Avant d’ajouter : “L’employeur fait une entrave au droit de grève en remplaçant les grévistes par des salariés d’une autre entreprise du groupe, des intérimaires et des CDD sont embauchés en catimini. La direction nous a consultés après avoir embauché des personnes. On dénonce ces comportements. Il fallait nous consulter avant pour qu’on puisse donner notre avis.” Les syndicats dénoncent “cette situation inacceptable, le manque d’humanité de la direction” et demandent du “respect”. 
 

“La direction respecte les syndicats et le droit syndical”

Dans un communiqué, l’avocate du Carrefour Market du François livre la vision de la direction. “Il est faux de dire que l’employeur veut interdire aux syndicats de manifester. La direction respecte les syndicats et le droit syndical. Elle est contre les méthodes antidémocratiques et irrespectueuses utilisées pendant ce conflit, faites notamment de blocages, d’intimidations et de contre-vérités.”

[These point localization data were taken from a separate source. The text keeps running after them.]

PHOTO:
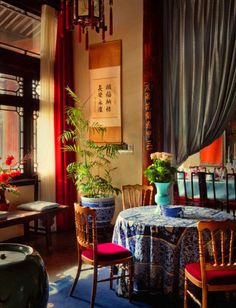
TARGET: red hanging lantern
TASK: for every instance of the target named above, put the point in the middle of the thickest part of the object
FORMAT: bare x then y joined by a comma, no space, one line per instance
85,14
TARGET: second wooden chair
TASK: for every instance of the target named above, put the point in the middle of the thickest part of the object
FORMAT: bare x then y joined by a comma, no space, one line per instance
136,195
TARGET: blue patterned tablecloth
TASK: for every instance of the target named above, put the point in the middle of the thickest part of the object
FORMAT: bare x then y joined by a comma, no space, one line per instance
220,189
161,246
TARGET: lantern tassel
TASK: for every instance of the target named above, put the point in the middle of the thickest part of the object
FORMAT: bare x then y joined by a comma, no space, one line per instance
79,34
67,15
111,21
86,40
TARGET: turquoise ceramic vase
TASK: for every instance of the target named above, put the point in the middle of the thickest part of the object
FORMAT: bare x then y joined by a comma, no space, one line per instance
163,195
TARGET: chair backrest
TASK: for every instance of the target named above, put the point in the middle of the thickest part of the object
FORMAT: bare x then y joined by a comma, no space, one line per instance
85,226
195,169
219,237
180,180
232,178
202,177
136,195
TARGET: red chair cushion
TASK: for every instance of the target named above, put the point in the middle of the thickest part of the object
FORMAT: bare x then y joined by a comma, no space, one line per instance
108,252
214,277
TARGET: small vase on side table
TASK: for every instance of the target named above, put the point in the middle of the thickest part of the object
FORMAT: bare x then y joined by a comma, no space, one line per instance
4,204
163,195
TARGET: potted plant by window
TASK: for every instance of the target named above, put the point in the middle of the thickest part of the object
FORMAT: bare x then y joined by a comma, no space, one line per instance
7,173
162,174
91,172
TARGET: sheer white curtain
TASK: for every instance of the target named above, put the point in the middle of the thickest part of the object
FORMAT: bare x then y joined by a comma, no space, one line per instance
45,148
199,72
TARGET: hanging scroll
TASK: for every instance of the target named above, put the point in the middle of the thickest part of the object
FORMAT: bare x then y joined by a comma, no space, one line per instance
148,116
105,90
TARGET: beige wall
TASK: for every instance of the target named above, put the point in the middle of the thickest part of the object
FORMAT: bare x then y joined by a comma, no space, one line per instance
26,195
127,26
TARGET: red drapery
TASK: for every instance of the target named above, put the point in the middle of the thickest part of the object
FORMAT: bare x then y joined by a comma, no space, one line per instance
63,76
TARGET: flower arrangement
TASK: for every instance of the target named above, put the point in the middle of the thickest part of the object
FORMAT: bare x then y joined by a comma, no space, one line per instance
7,173
161,169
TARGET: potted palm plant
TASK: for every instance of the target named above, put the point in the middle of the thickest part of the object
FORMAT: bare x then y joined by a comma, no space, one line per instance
91,172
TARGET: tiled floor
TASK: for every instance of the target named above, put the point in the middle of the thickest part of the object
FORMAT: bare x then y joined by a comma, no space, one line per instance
63,261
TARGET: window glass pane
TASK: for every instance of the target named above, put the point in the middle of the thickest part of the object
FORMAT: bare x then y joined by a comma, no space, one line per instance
35,89
9,132
11,85
19,29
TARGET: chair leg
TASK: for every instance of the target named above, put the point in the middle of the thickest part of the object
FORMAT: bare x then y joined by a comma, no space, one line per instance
204,298
93,294
111,277
185,292
76,277
130,269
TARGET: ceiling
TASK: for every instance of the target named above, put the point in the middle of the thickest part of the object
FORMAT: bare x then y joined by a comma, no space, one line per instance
19,28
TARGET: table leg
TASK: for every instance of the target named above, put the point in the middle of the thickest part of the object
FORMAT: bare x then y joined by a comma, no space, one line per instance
47,223
26,230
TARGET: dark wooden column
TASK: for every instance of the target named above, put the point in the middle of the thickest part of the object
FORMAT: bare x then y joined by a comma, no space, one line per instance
152,79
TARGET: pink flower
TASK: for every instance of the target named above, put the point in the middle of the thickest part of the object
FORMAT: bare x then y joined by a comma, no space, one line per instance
9,160
4,177
15,173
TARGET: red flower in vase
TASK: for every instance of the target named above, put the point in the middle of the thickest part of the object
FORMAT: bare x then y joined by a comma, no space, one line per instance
8,171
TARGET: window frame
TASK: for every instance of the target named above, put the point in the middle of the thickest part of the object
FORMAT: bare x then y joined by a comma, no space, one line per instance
28,67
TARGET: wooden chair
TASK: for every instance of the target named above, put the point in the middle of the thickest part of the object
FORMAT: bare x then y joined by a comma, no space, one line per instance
185,199
218,274
231,202
136,195
95,254
202,199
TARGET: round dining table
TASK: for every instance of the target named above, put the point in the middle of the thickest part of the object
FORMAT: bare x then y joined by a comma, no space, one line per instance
161,246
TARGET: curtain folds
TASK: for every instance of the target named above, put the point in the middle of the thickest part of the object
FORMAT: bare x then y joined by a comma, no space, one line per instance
199,72
45,137
63,74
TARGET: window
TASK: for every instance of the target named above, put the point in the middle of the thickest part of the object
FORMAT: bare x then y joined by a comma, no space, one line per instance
19,82
19,106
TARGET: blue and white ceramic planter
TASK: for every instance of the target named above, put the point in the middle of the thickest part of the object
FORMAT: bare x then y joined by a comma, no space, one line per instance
163,195
105,208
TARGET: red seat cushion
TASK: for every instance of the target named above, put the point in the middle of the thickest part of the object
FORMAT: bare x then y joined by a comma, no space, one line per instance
214,277
108,252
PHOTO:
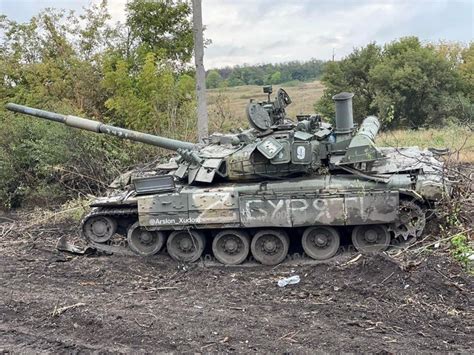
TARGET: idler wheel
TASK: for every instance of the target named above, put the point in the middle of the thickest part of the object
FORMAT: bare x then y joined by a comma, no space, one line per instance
143,242
186,246
269,246
371,238
99,229
231,247
320,242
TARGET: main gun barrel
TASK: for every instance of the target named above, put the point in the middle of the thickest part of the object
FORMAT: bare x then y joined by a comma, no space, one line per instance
98,127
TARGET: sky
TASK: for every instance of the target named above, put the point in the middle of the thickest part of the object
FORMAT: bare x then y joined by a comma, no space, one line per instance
272,31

L’avocate explique qu’au sein de l’entreprise le secrétaire général de la CSTM a désigné une déléguée syndicale, habilitée à le représenter dans toutes les négociations : “Elle est totalement reconnue dans ses missions et dans ses prérogatives par la direction. Cette déléguée syndicale a signé, préalablement aux négociations annuelles obligatoires (NAO), un procès-verbal de méthode dans lequel était notamment fixée la composition de la délégation : 4 salariés de l’entreprise maximum y compris la déléguée syndicale. La direction du Carrefour Market du François et la délégation syndicale avaient aussi décidé du calendrier des négociations. Donc, il était clair pour tout le monde, et convenu, que le secrétaire général de la CSTM ne participerait pas aux négociations. Les réunions prévues par le calendrier n’étaient pas terminées quand le secrétaire général de la CSTM s’est interposé, décrétant l’échec des NAO, pour ensuite organiser le blocage du magasin.”

Cette dernière revient ensuite sur l’usage : “Certains évoquent un usage concernant la présence de secrétaires généraux, issu d’un arrêt de la Cour de cassation de 1994. Contrairement à ce qui est soutenu, cet arrêt ne consacre nullement un usage relatif à la présence d’un représentant syndical extérieur dans le cadre des NAO. De surcroît, l’accord fixant la délégation syndicale ne prévoyait pas la présence d’un représentant syndical extérieur.”

“Dire que le recours à la mise à disposition de salariés d’autres entreprises du groupe est une entrave au droit de grève, est inexact. En effet, seul le remplacement de grévistes par l’embauche de salariés en CDD ou en intérim est prohibé par la loi. Rien n’interdit à l’employeur de recourir à de la mise à disposition, ou à de la sous-traitance sous certaines conditions”, déclare-t-elle.

“La direction réaffirme sa volonté de s’asseoir à la table des négociations avec la déléguée syndicale de la CSTM et sa délégation interne. À maintes reprises, elle a accepté des modalités de négociation proposées par plusieurs tiers facilitateurs. Toutes ces propositions ont été refusées par le secrétaire général de la CSTM”, conclut l’avocate du Carrefour Market du François.